Пронзительный вой взвился совсем рядом с Мартой, смерчем поднимаясь к отшатнувшемуся небу; женщина попятилась, прижавшись боком к металлу ворот, теплому, как человеческое тело — и седой волк, мимоходом потершись о ее ноги, кинулся к проданным душам. Цепь, растущую из него, волк зажал в зубах и время от времени дергал, словно пытаясь противостоять незаметному для посторонних напору. Коротко рыкнув на Терезу, волк понесся вокруг безумцев, со сноровкой опытной пастушьей собаки сбивая их в стадо, тычась лбом в бедра и немедленно отскакивая… Гаркловский вовкулак глухо рычал, и Марта не знала: пугает ли он безумцев или просто боль от натягивавшейся цепи вырывала из волчьего горла эту хриплую дань нестерпимой муке.
Из пульсирующей тучи, окутавшей побоище, до половины выполз слизистый червь, собираясь двинуться к воротам, но рядом с ним мелькнул драгунский палаш, рассекая кольчатое тело надвое, натрое… части червя судорожно извивались, расползаясь в разные стороны, на одну из них смаху налетел Седой, рванул клыками, выпустив на миг свою цепь — остальные обрубки задергались и вспыхнули черным пламенем, когда в клубящейся перхоти взметнулись агатовые четки аббата.

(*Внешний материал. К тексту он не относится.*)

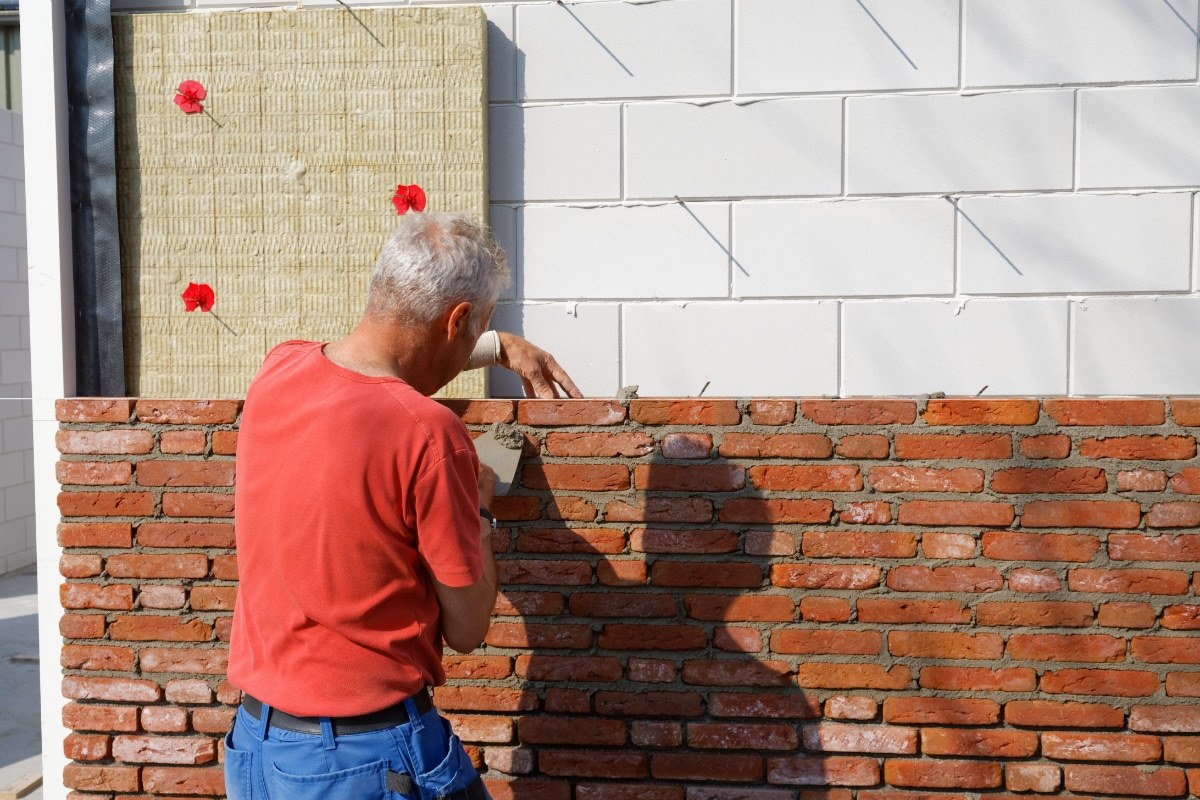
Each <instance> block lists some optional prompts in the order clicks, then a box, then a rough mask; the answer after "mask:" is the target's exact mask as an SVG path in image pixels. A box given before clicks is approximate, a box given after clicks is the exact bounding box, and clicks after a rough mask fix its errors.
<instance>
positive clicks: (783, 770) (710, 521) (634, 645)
mask: <svg viewBox="0 0 1200 800" xmlns="http://www.w3.org/2000/svg"><path fill="white" fill-rule="evenodd" d="M1198 402H1200V401H1194V399H1190V398H1171V402H1170V404H1166V403H1164V402H1163V401H1162V399H1138V401H1123V399H1122V401H1098V399H1088V401H1074V399H1045V401H1037V399H1030V398H1014V399H1003V398H1002V399H988V401H983V399H955V398H949V399H938V401H929V402H928V403H925V402H917V401H912V399H898V398H872V399H862V401H858V399H836V401H833V399H800V401H792V399H755V401H737V399H704V401H694V399H692V401H689V399H670V401H667V399H635V401H631V402H628V403H620V402H612V401H582V402H570V401H565V402H564V401H554V402H538V401H522V402H516V403H512V402H509V401H504V402H461V401H460V402H450V403H448V405H449V407H450V408H452V409H455V410H456V411H457V413H458V414H460V415H461V416H462V417H463V419H464V421H466V422H468V425H469V426H470V427H472V428H473V429H475V431H482V429H485V427H486V426H487V425H488V423H490V422H492V421H496V420H506V421H516V423H517V426H518V427H520V428H521V431H522V432H523V433H524V434H526V435H527V450H526V455H524V459H523V464H522V469H521V470H520V471H518V480H517V483H516V486H515V487H514V489H512V493H511V494H510V495H509V497H508V498H504V499H503V500H502V501H500V503H498V505H497V511H498V515H497V516H498V517H499V518H500V519H502V524H503V527H502V529H500V530H499V531H498V534H497V536H496V537H494V539H493V546H494V549H496V552H497V558H498V560H499V571H500V581H502V590H503V593H502V596H500V599H499V600H498V602H497V607H496V621H494V622H493V626H492V630H491V632H490V634H488V638H487V643H486V645H485V646H482V648H481V649H480V650H479V651H476V652H474V654H472V655H468V656H457V655H456V656H452V657H449V658H448V662H446V664H448V673H449V675H450V681H449V684H448V685H446V686H444V687H442V688H439V690H438V691H437V703H438V705H439V706H440V708H442V709H443V710H445V711H446V714H448V716H449V717H450V718H451V721H452V723H454V726H455V728H456V729H457V730H458V733H460V735H462V738H463V740H464V741H466V742H467V746H468V750H469V752H470V753H472V756H473V758H474V759H475V760H476V763H478V765H479V766H480V769H482V770H485V777H486V780H487V783H488V788H490V790H491V792H492V794H493V796H496V798H498V799H500V798H511V799H512V800H539V799H541V798H546V799H553V800H624V799H635V798H636V799H638V800H642V799H650V800H656V799H659V798H661V799H662V800H684V799H685V798H686V799H688V800H732V799H733V798H738V799H742V800H745V799H754V800H804V799H809V798H818V796H820V798H824V799H827V800H830V799H835V800H871V799H874V800H880V799H883V798H914V796H918V794H919V796H942V795H943V793H944V796H947V798H966V796H972V798H980V799H986V798H992V799H995V800H1001V799H1002V798H1013V796H1016V795H1015V794H1014V793H1024V792H1034V793H1037V796H1080V794H1079V793H1085V794H1091V793H1100V794H1112V793H1117V794H1120V795H1122V796H1139V798H1176V796H1181V795H1182V794H1184V793H1186V792H1187V790H1188V781H1190V786H1192V790H1193V792H1195V790H1196V787H1198V786H1200V770H1198V769H1196V763H1198V760H1200V756H1198V753H1200V714H1198V711H1196V709H1195V698H1196V697H1200V644H1196V639H1195V633H1194V631H1196V630H1200V599H1198V594H1200V566H1198V565H1200V531H1198V530H1196V528H1198V525H1200V504H1195V503H1193V501H1192V500H1190V498H1194V497H1195V494H1196V493H1198V492H1200V488H1198V487H1200V477H1198V475H1200V459H1198V457H1196V449H1195V433H1196V432H1195V427H1194V426H1195V425H1196V419H1198V413H1196V410H1195V409H1196V408H1198ZM239 410H240V407H239V404H238V403H232V402H227V401H220V402H204V401H146V399H142V401H137V402H133V401H112V399H106V401H88V399H71V401H62V402H60V404H59V419H60V426H61V431H60V435H59V438H58V441H59V444H60V450H61V451H62V455H61V463H60V467H59V471H58V474H59V477H60V480H61V481H62V487H61V494H60V509H62V513H64V521H62V524H61V525H60V529H59V543H60V545H61V546H62V548H64V554H62V559H61V563H60V569H61V572H62V576H64V582H62V588H61V591H60V596H61V600H62V606H64V608H65V609H66V613H65V614H64V616H62V618H61V621H60V632H61V633H62V636H64V644H62V651H61V663H62V670H64V679H62V693H64V696H65V697H66V698H68V699H70V700H71V703H70V704H68V705H67V706H66V709H65V710H64V724H65V726H66V727H67V728H68V729H70V730H71V734H70V735H68V738H67V739H66V740H65V741H64V742H62V747H64V751H65V753H66V754H67V757H68V758H70V759H72V763H71V764H70V765H68V766H67V770H66V774H65V778H66V783H67V786H68V788H71V789H72V790H73V793H72V795H71V796H72V798H73V799H74V800H102V799H103V800H112V799H113V798H114V796H120V798H144V796H149V795H155V794H169V795H187V796H188V798H211V796H221V792H222V784H221V768H220V763H221V758H222V748H221V744H220V739H221V734H222V732H223V730H224V729H226V727H227V726H228V723H229V718H230V716H232V714H233V710H234V708H235V705H236V703H238V702H239V700H240V697H239V694H238V692H236V690H234V688H233V687H232V686H229V685H228V682H227V681H226V680H224V668H226V662H227V642H228V632H229V621H230V614H232V608H233V603H234V601H235V597H236V558H235V552H234V547H233V527H232V523H230V519H229V517H230V516H232V509H233V487H232V483H233V481H234V480H235V451H236V426H238V413H239ZM1188 426H1192V427H1190V428H1189V427H1188ZM1021 796H1026V795H1021Z"/></svg>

Цепь Седого внезапно перекрутилась, охватив горло волка, и вместо рыка прозвучал отчаянный скулеж. Марта уже готова была броситься к вовкулаку, оставив ворота на произвол судьбы; то же самое, казалось, собиралась сделать и Тереза, но ей мешали сбившиеся в кучу безумцы, наконец направившиеся к выходу и перекрывшие дорогу краковской купчихе. Когда чья-то рука легла Марте на плечо, останавливая женщину, она не сразу сообразила, что никаких рук рядом с ней нет и быть не должно — и некоторое время тупо смотрела на обожженное предплечье, протянувшееся прямо из воздуха.
Она никогда не видела собственного появления в чужой душе; и поэтому не знала, на что это похоже.